My house had never felt so silent in the entire eighteen months that I'd lived there.
And then the phone rang. Not my business cell phone, not my personal cell phone. But my landline. My home phone. And it felt all too appropriate.
The number was no longer blocked. The caller was definitely ID'ed.
"Hi," I said softly into the cordless receiver.
There was more silence. She had dialed my number before she had finished processing. There would be silence. And I would wait.
"Hi," she finally said back.
I could almost hear her gears turning. The questions were popping up faster than she could sort through and prioritize them. The looming "illegal operations" were threatening to shut down the whole system if the answers didn't start coming – and fast.
And then somehow, remarkably, Sophie managed to sort through all of the streaming data and effectively generate one simple question that summed up every query struggling to run at once.
"It's you?" she asked faintly.
I nodded, knowing full well that she couldn't see me. But also somewhat thankful for it at the same time. I wasn't ready for her to know. I wasn't ready to stop coming up with bogus stories about work and having her console me on them.
And I certainly wasn't prepared for her to find out like this.
So much for my successful skills of dissuasion. Sophie had gone right back to that woman at her office and asked for the phone number again. My phone number.
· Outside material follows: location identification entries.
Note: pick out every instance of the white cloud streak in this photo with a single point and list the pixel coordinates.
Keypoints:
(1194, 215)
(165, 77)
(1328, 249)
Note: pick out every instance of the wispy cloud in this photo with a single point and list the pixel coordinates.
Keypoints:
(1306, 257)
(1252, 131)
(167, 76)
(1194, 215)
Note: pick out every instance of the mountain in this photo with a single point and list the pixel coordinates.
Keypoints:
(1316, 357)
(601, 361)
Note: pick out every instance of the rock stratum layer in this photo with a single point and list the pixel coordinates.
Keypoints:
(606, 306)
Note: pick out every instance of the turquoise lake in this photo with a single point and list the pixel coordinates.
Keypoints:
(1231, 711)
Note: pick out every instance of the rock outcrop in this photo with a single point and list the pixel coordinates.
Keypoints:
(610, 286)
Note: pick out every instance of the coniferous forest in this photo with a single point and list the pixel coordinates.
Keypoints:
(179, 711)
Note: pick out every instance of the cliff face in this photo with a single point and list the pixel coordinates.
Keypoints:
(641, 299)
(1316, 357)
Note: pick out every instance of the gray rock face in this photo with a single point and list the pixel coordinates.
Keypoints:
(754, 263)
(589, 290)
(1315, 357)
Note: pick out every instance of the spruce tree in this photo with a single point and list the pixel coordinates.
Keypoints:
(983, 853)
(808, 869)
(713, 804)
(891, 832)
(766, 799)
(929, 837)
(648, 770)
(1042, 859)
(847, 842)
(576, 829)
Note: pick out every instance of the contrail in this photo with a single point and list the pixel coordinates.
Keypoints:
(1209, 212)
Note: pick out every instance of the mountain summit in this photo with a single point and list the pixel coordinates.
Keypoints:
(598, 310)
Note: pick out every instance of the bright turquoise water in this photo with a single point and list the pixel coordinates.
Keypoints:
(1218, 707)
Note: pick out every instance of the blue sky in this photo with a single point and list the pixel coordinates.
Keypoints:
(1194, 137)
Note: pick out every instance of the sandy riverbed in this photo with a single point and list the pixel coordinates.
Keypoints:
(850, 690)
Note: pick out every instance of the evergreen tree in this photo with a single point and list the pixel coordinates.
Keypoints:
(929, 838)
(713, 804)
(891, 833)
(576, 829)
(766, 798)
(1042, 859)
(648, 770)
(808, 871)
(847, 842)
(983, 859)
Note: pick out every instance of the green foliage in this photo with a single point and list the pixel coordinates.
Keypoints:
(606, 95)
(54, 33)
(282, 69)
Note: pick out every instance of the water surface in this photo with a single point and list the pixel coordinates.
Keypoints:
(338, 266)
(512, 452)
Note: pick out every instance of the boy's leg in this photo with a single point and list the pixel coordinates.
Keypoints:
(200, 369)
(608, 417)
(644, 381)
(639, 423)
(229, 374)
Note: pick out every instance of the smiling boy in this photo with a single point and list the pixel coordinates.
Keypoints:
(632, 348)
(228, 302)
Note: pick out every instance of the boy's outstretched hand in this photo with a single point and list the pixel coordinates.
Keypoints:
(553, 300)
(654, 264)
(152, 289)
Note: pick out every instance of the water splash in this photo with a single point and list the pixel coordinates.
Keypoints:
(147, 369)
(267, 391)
I should have known. Me of all people should have been the first one to remind myself that a woman on a quest for knowledge is as unstoppable as a man on a quest for sex.
"Yes, it's me," I confirmed, shamefully. I knew the reaction I was going to get. I knew the judgment I was going to have to endure. And so I took a deep breath and prepared myself for the blow.
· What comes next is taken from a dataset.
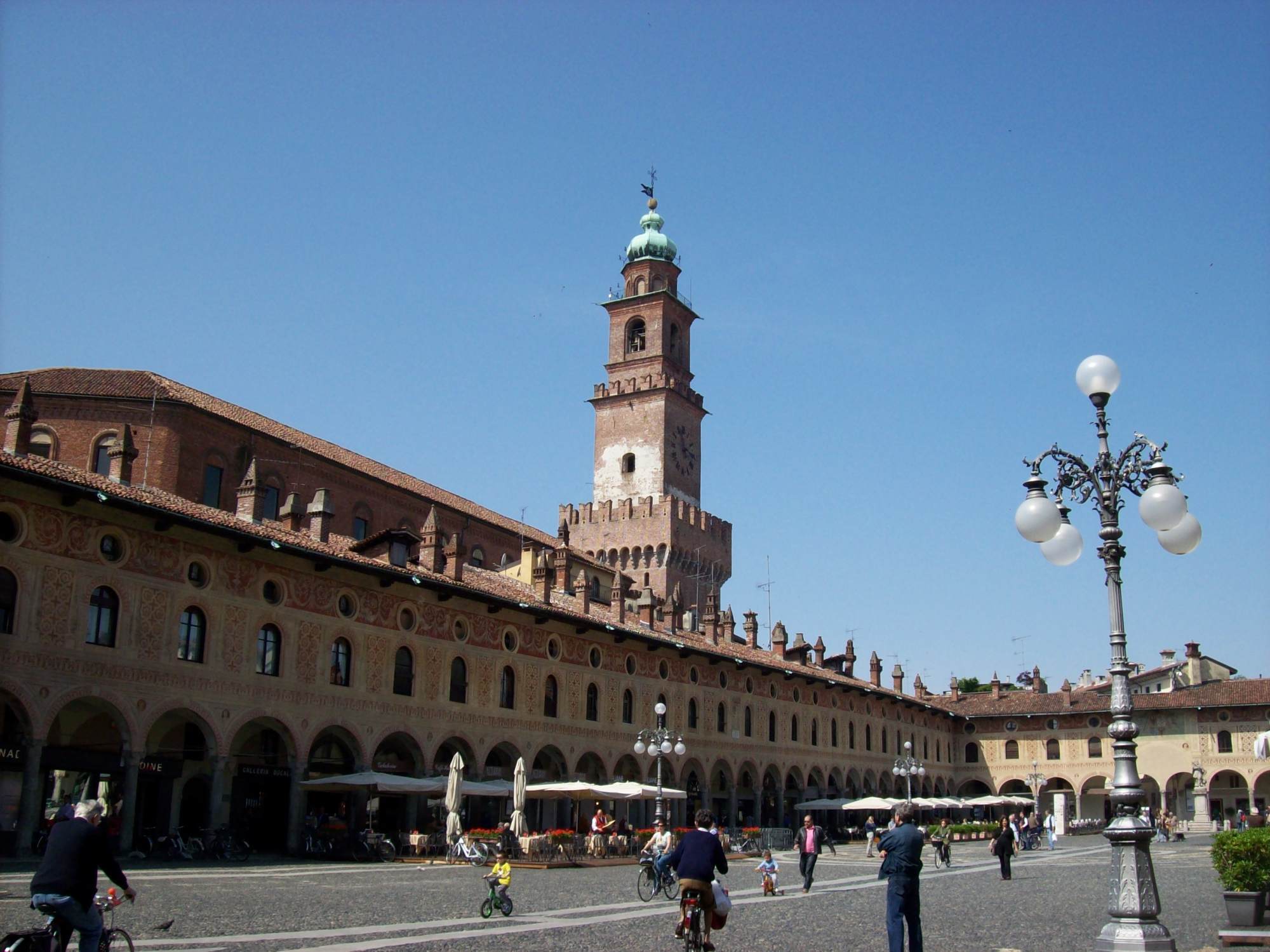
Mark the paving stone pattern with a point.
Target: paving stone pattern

"You're... Ashlyn?" She was still waiting for me to break out into laughter and tell her it was a huge joke. That I had told her colleague to give out my number so that I could teach her a lesson. That there never even was an Ashlyn. That I made it all up. Surprise! You've been punk'd!
And I suppose I certainly could have. But instead, all I said was, "Yes."
"How could that be? You work for an investment bank!"
"Worked for a bank," I explained. "I haven't worked at Stanley Marshall for about two years."
More silence. More careful computations.
"Remember that promotion I got? A little over two years ago? A bigger office? A new cell phone?"
The deciphering key was finally starting to take shape, and it was suddenly no longer just illegible lines of code. It was an entire story. An entire life that she knew nothing about, but now suddenly couldn't believe that she had missed.
"Yah..." she said hesitantly.
"Well, it wasn't a promotion."
"But how many? And why didn't you tell me? And—"
"I couldn't tell you!" I insisted. "I couldn't tell anyone. Nobody knows. It was just a decision I made on my own. Something I had to do for me. Plus, I didn't think you'd approve."